Inzwischen treten prominente Regierungspolitiker vehement dafür ein, dass sich die Bürger privat versichern. Regierungssprecher Steffen Seibert erinnerte daran, dass ab 2020 die geburtenstärkeren Jahrgänge in Rente gehen. Dann müssten immer weniger Beitragszahler für immer mehr und länger lebende Rentner aufkommen.

„Wir müssen damit leben, dass wir mehr privat vorsorgen müssen“, predigt Bundeskanzlerin Merkel schon seit über zehn Jahren. Auch im Wahlkampf 2017 betonte sie: „Die Rentenvorsorge kann nur solide bleiben, wenn wir neben der gesetzlichen Rentenversicherung auch andere Formen der Absicherung weiterentwickeln.“ Dies bekräftigte auch Bundesfinanzminister Scholz, der ein Informationsblatt der Regierung über alle Möglichkeiten der privaten Vorsorge publizieren will.

Diese Rezepte sind nicht nur extrem kurzsichtig, sondern auch zutiefst verlogen. Es ist riskant, auf private Versicherungen, Anlagen und Pensionsfonds zu setzen, die durch einen neuerlichen Börsensturz komplett vernichtet werden können. Schon heute gefährdet die anhaltende Niedrigzinspolitik die künftigen Erträge.

Hinzu kommt, dass gerade die Niedriglöhner, die im Alter am meisten darauf angewiesen wären, am wenigsten die finanziellen Mittel haben, um „vorzusorgen“. So ist von vorneherein festgelegt, dass noch mehr Millionen Menschen höchstens eine Armutsrente bekommen.

Die Regierung geht damit auch in der Rentenpolitik den Weg der AfD. Diese zielt darauf ab, die umlagefinanzierte Rente immer stärker durch eine Kapitalmarkt-basierte Altersvorsorge zu ersetzen. Das hat ein Bericht von „Frontal 21“ aufgezeigt, dessen Reporterteam vor zwei Wochen einem gemeinsamen Angriff von AfD, Pegida und Polizei ausgesetzt war.

Wie die ZDF-Sendung „Frontal 21“ nachwies, möchte die AfD Menschen dazu zwingen, sich privat, über Investitionen in Rentenfonds, Immobilien oder Aktien selbst zu versichern – wenn sie denn können.

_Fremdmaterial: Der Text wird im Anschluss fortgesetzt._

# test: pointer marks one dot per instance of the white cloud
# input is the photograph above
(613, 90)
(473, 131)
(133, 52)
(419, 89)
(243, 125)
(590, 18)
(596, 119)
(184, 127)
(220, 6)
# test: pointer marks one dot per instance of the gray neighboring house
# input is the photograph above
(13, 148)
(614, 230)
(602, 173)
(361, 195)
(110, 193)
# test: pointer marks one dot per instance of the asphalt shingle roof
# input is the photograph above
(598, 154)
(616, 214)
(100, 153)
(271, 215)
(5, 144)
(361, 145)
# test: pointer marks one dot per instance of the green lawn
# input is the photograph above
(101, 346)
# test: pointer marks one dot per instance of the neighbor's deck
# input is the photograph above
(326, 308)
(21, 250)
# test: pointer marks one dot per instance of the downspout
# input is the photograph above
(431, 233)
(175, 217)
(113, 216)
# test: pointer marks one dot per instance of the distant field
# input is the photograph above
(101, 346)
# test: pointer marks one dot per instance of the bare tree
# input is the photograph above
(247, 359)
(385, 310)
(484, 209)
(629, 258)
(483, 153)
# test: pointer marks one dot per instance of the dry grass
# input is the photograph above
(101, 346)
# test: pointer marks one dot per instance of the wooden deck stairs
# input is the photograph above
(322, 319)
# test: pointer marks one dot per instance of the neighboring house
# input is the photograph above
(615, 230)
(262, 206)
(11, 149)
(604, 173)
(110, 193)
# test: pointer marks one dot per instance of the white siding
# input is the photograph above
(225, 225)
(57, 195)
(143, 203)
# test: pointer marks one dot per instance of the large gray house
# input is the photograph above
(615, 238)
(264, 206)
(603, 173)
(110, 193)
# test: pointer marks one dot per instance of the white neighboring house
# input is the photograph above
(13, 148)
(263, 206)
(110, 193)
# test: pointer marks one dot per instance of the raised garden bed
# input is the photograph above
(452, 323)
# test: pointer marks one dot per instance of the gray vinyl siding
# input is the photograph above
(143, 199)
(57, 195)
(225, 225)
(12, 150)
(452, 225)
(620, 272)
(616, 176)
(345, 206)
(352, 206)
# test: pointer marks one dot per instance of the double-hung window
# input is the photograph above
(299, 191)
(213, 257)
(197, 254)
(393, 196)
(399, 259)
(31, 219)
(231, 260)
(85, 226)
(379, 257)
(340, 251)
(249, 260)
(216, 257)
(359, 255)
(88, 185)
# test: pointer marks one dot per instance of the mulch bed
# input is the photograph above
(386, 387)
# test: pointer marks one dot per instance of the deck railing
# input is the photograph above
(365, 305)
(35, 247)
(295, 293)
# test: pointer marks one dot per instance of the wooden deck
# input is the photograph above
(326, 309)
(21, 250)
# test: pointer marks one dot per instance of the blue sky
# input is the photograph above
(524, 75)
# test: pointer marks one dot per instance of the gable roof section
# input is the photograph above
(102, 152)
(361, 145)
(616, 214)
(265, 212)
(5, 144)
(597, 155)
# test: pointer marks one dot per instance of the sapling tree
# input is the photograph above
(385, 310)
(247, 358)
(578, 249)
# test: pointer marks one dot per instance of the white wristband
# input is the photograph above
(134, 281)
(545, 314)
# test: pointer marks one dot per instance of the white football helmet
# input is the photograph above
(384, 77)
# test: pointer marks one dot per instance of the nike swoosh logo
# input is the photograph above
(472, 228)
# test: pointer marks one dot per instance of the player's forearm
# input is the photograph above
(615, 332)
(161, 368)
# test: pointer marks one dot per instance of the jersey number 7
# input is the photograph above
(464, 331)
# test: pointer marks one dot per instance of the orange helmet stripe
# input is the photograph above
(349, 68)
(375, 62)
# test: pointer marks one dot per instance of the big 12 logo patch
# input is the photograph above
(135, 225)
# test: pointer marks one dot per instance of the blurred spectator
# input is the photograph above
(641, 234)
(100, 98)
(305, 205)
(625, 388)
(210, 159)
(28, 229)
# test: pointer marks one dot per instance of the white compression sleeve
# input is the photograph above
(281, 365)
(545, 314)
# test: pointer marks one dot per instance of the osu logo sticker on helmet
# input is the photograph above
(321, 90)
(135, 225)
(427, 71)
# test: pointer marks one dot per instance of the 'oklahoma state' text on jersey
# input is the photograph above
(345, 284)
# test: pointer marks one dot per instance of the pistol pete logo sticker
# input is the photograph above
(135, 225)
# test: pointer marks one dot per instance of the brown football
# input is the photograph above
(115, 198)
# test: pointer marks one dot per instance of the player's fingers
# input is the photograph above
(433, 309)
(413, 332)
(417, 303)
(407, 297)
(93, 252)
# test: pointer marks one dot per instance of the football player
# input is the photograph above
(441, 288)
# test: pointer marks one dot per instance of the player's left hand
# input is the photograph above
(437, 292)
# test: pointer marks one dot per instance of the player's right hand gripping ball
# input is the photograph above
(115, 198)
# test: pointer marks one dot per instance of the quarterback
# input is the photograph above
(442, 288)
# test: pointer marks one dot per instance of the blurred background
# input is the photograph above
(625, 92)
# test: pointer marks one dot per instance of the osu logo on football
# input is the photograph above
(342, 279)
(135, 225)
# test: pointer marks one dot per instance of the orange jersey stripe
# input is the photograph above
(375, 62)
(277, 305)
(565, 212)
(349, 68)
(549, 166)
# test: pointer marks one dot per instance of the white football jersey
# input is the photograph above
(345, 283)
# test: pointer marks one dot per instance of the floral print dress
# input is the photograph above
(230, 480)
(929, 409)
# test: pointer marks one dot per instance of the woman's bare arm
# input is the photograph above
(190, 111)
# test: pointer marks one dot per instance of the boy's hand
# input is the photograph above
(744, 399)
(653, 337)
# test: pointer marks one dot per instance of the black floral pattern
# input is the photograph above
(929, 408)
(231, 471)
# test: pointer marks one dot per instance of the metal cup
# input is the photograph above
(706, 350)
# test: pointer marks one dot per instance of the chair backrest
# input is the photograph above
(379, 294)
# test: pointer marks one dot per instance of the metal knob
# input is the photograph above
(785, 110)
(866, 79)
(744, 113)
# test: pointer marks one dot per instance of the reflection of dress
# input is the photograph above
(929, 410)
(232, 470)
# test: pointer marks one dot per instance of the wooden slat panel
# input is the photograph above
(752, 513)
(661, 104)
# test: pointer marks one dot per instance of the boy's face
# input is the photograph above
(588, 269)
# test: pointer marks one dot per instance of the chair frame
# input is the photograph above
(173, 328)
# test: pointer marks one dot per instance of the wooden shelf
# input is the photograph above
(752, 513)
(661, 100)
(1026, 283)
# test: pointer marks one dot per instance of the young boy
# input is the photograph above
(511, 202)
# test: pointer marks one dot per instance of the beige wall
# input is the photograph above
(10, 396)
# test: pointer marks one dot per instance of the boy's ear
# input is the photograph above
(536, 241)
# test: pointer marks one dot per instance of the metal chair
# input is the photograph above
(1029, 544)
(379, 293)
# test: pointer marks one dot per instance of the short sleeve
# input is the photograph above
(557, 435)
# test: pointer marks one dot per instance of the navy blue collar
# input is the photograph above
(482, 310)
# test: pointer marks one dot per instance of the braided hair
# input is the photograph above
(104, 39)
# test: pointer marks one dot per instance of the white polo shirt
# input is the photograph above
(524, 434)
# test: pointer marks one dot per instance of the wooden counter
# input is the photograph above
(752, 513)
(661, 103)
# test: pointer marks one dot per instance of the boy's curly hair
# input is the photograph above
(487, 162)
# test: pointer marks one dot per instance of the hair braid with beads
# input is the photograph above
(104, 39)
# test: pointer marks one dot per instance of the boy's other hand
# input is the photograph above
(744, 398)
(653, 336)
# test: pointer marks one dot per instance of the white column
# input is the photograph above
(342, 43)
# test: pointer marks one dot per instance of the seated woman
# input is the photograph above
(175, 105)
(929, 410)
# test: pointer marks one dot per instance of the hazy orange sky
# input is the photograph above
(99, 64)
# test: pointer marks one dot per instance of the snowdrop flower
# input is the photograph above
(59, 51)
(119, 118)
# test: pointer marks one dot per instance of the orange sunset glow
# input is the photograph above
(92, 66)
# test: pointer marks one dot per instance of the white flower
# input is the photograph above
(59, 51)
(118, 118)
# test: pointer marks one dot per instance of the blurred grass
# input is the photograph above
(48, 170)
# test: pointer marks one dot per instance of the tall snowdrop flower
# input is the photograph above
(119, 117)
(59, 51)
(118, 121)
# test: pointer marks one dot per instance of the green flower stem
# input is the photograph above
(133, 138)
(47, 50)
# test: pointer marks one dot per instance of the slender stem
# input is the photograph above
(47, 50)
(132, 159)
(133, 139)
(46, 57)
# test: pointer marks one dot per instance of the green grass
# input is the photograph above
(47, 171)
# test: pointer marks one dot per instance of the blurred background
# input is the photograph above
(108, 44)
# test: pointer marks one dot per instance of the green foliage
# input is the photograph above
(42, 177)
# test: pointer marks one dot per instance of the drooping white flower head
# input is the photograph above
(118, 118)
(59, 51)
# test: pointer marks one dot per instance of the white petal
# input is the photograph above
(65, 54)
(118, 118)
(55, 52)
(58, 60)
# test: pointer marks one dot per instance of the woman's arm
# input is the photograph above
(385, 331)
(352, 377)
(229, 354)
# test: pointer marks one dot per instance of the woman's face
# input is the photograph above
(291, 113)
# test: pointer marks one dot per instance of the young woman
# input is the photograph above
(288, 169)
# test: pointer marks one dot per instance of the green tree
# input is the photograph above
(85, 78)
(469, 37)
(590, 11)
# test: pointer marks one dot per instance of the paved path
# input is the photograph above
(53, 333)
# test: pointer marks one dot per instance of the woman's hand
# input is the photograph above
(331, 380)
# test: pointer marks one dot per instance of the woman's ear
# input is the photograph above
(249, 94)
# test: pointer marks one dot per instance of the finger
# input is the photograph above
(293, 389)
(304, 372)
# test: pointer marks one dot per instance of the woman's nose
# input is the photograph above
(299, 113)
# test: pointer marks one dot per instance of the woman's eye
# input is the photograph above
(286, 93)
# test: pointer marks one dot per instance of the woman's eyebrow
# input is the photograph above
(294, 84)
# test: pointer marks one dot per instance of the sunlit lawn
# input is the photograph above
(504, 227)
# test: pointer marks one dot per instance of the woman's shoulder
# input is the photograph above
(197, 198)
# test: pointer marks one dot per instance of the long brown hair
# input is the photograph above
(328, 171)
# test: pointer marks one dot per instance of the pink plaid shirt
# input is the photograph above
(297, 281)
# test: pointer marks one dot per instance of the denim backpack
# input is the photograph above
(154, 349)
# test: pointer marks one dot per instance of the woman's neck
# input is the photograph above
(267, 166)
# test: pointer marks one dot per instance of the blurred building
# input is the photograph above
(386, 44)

Die stellvertretende AfD-Fraktionsvorsitzende Beatrix von Storch, eine geborene Herzogin von Oldenburg, wird in dem Filmbericht mit den Worten zitiert, dieses Rentenmodell sei eine viel „freiheitlichere“ Lösung.

„Privat statt Staat“ – in diese Richtung geht offensichtlich auch die Bundesregierung. Sie hat in ihrem Koalitionsvertrag beschlossen, dass kein einziger eingesparter Euro in andere Bereiche als die Aufrüstung oder die „Entwicklungshilfe“ – sprich ihre neokolonialen Projekte – fließt. Daran hält sie auch angesichts drohender Altersarmut eisern fest.